Findings from a Federal inspection after the death of a psychiatric patient at Parkland Memorial Hospital in Dallas County may cause the public hospital to be barred from participating in Medicaid and Medicare. A letter from The Centers for Medicare & Medicaid Services said that if it doesn’t provide acceptable correction plans by Aug. 20 and complete those plans by Aug. 24, the Dallas County hospital would be removed from the Medicare program as of Sept. 2.

“It is rare for the government to take such action,” CMS spokesman Bob Moos told the Houston Chronicle on Wednesday. “Two Parkland violations relating to infection control and emergency care issues are so serious that they triggered `immediate jeopardy’ status. `That is the most severe finding we can have in a hospital, and it requires immediate attention.”

The two-week Federal inspection was initiated after an investigation into a patient’s death in the psychiatric emergency room in February.
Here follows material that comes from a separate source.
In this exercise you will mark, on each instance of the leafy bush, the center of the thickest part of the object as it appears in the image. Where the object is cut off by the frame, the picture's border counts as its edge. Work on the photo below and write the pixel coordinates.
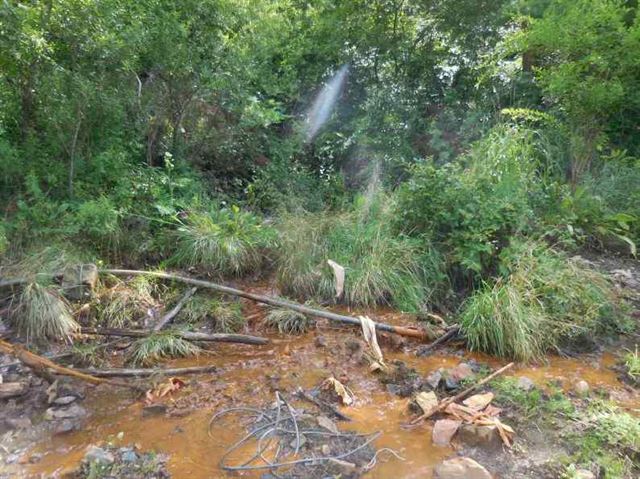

According to Dallas Morning News, CMS reported that a 49-year-old who suffered from schizophrenia and heart problems was “restrained before his death without close monitoring by a nurse and without effective training of the technicians who subdued him.”

“Restraint deaths are preventable and tragic,” said Lee Spiller, Director of Investigations for Citizens Commission on Human Rights-Texas. “This is made worse by psychiatry’s reliance on dangerous drugs and barbaric treatments. It is made much worse by our state’s lax regulation of psychiatric hospitals. While we are glad that the feds have their eye on Parkland, we believe our entire regulatory system needs to come under intense scrutiny. This needs to happen sooner rather than later.”

Moos said that results from that investigation showed that a “full survey of the hospital was warranted.” He said the specific findings from the hospital inspection wouldn’t be publicly released until Parkland has submitted its plans of correction.

Parkland, a regional center for burns and trauma, is also the main teaching hospital for the University of Texas Southwestern Medical Center.